En el aeropuerto de Santiago del Estero, un diputado nacional se acerca al mostrador y solicita un boleto hacia la Capital Federal. “El vuelo está completo”, responde el empleado. “Para los demás, puede ser, pero no para mí, que soy diputado”, replica el legislador. El oficinista lo mira a los ojos: “Pensé que éramos todos iguales”. Didáctico, el diputado se le acerca, se apoya sobre un codo, y replica con voz siseante: “Iguales, sí, como los naipes: de un solo lado. Del otro, yo soy el ancho de espadas y vos un cuatro de copas. Así que dame de una vez el pasaje, que me vas a hacer perder el avión”.
En los antiguos tiempos de los romanos, relata Aulo Gelio, se tributaban extraordinarios honores a la ancianidad; “no consiguiéndolos mayores la nobleza y la opulencia”. Sólo cuando fue necesario aumentar la población de la República, se alentó la paternidad con honores y recompensas. Por ello la ley ordenaba que el cónsul que había de gozar primero del honor de los haces no era el que tenía más años sino el que había dado más hijos al Estado. Sin embargo, el cónsul a quien la ley autorizaba a tomar los haces en el primer mes renunciaba frecuentemente a su derecho y lo cedía a su colega, cuando éste era cónsul por segunda vez, o tenía más edad.

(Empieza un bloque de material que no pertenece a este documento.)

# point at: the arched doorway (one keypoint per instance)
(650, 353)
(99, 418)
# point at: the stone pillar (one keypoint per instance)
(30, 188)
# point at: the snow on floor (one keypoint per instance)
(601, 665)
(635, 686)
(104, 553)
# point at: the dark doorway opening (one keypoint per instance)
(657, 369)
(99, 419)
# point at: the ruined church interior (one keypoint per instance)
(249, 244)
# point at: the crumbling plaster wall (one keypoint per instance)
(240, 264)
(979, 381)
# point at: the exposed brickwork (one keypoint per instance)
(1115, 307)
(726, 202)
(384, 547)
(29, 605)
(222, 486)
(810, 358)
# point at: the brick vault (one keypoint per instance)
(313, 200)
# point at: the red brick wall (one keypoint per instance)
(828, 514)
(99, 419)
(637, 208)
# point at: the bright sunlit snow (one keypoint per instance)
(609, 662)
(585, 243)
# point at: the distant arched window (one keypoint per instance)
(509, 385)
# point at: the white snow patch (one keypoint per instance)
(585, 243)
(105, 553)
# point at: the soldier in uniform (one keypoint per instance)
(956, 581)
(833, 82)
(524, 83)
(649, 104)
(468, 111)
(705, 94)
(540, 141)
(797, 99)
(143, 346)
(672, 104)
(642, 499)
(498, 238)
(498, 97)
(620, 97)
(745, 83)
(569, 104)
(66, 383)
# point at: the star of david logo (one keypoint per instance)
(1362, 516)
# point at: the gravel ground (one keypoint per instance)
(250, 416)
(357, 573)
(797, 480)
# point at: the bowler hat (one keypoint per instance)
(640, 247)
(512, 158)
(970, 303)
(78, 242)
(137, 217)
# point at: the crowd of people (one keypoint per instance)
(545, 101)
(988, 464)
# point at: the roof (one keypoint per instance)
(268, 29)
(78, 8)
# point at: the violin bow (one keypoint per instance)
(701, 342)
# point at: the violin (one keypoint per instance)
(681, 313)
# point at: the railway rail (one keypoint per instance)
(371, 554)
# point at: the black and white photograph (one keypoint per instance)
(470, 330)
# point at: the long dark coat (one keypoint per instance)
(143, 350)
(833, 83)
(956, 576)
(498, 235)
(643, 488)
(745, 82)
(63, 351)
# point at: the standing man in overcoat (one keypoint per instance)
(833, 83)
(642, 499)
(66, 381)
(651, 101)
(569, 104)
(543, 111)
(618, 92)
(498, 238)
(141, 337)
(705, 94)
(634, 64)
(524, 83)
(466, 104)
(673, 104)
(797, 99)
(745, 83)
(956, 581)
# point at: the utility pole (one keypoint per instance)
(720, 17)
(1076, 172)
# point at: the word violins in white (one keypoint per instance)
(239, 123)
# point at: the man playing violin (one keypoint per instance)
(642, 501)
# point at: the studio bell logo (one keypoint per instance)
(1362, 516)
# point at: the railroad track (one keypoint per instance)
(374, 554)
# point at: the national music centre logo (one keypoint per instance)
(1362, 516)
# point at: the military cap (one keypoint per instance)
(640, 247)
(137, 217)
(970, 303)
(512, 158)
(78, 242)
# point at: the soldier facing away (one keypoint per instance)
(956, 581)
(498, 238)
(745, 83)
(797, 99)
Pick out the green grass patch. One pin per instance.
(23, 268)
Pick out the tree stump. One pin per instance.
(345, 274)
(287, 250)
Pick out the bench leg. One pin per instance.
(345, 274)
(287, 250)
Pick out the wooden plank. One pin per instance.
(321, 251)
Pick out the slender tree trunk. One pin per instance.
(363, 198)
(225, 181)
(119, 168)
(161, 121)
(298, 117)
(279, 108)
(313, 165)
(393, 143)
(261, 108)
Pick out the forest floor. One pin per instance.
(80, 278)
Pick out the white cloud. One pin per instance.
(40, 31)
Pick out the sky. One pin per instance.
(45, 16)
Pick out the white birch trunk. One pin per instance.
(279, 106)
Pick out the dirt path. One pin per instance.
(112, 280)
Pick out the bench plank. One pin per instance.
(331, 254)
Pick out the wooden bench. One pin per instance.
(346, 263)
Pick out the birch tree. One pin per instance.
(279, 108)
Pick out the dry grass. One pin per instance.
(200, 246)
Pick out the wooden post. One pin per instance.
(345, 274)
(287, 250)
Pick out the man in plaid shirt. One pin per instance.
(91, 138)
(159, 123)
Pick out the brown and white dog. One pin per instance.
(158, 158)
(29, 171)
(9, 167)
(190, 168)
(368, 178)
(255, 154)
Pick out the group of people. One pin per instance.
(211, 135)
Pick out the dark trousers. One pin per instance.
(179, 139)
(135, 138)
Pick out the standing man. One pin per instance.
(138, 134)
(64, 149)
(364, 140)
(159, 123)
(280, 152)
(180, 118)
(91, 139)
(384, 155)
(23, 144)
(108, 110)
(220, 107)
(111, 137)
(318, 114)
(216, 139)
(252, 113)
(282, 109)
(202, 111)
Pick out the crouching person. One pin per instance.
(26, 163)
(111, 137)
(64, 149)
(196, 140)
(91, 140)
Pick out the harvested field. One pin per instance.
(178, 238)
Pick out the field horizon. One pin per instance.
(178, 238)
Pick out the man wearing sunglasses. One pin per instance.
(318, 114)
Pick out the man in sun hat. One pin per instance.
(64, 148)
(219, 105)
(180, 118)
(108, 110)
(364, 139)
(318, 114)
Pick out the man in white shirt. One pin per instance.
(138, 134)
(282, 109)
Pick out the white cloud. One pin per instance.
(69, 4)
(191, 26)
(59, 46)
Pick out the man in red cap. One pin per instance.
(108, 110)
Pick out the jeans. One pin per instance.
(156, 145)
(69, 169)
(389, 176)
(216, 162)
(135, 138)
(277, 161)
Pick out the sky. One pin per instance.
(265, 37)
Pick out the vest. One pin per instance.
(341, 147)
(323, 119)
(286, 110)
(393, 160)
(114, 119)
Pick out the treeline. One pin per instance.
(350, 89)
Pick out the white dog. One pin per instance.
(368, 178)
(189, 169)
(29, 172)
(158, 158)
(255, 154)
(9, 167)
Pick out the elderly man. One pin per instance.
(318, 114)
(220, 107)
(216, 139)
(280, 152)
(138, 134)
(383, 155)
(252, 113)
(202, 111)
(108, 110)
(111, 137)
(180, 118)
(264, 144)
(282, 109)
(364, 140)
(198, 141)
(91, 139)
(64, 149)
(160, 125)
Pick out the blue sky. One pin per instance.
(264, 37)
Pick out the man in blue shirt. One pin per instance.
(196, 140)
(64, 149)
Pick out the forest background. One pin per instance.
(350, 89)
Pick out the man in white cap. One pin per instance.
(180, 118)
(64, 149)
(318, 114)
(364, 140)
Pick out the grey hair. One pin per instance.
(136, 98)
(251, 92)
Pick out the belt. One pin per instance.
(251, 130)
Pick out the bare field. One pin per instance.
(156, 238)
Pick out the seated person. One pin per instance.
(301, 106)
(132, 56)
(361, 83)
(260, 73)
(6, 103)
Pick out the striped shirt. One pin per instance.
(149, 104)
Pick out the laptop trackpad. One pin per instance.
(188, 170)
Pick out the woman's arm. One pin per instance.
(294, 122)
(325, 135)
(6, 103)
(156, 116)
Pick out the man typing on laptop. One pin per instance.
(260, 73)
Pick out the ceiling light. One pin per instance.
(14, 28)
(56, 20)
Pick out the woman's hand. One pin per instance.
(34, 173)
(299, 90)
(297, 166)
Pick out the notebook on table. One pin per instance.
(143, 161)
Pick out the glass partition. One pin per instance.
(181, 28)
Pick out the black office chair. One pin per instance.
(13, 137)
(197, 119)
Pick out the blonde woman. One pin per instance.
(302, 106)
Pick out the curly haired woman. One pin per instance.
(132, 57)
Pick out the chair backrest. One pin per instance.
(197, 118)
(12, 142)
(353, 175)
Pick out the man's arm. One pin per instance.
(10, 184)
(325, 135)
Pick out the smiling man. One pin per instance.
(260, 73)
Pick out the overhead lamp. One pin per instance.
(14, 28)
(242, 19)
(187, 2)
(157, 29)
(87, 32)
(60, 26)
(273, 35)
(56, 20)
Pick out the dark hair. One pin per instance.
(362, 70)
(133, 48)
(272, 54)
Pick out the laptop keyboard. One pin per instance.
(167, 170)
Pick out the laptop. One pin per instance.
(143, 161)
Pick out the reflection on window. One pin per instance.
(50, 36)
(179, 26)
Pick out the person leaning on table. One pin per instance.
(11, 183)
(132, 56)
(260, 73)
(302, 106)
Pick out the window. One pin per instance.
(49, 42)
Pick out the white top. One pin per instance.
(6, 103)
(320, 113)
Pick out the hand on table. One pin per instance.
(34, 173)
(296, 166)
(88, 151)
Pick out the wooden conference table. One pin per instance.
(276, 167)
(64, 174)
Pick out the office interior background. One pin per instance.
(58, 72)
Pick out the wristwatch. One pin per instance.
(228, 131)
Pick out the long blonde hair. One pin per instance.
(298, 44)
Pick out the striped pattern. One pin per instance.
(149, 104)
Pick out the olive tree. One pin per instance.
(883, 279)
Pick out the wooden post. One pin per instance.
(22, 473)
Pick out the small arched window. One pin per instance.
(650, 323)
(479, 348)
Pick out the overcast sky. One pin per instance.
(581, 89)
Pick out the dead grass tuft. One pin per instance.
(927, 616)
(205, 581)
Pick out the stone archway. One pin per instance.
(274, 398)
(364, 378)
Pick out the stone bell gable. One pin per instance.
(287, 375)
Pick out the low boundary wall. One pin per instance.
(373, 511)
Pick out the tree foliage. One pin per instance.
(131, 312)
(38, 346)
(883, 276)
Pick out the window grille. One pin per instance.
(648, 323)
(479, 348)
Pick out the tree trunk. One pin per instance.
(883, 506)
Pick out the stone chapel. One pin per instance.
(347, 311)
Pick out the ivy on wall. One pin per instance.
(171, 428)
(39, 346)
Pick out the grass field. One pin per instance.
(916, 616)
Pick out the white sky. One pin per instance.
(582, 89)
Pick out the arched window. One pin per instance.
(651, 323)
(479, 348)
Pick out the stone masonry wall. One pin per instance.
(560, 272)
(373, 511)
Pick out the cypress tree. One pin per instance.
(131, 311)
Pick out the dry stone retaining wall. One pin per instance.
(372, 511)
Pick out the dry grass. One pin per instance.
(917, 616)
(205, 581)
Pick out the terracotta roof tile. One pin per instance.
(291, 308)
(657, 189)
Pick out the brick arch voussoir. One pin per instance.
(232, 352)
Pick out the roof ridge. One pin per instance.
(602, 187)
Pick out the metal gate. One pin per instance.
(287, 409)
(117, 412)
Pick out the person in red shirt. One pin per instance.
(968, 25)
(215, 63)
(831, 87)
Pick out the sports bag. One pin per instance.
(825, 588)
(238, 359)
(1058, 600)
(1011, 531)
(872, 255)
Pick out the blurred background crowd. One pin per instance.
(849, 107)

Si bien el magistrado nació cerca de la Capital, pasa por cordillerano, y responde al apodo de “El Gordo”. Tiene tres autos oficiales a su disposición, y uno que otro pedido de juicio político. Cuando se acerca asu opulenta oficina céntrica, comunica su proximidad por el teléfono celular. En ese preciso instante, cuatro ordenanzas corren presurosos y, munidos de vaporizadores, recorren entradas, pasillos, ascensores y rincones. Nubes de humedad tornasolada flotan hasta el piso, llenando las estancias de un olor a flores y a miel silvestre. El magistrado cree religiosamente que una eterna primavera olfativa alarga la vida y aguza la inteligencia.
Aulo Gelio, en el capítulo XXII de Las noches áticas, recuerda que los censores romanos acostumbraban a condenar a la pérdida del caballo a los caballeros que se ponían muy gruesos y repletos, considerando que el peso de su corpulencia los hacía muy poco aptos para desempeñar su servicio.
Mucho se discutió sobre si la medida implicaba un castigo o bien una forma de despedirlos sin degradarlos. Catón, en su discurso “Sobre la celebración de los sacrificios”, sostuvo que la medida suponía una indignidad. Si el servicio constituía un honor, entonces la indolencia de los caballeros cuyos cuerpos adquirían un volumen floreciente que les imposibilitaba seguir siéndolo debían ser sancionados con la pérdida de dicho honor.
Así lo manda la República.

* Titular de la Sindicatura General de la Nación.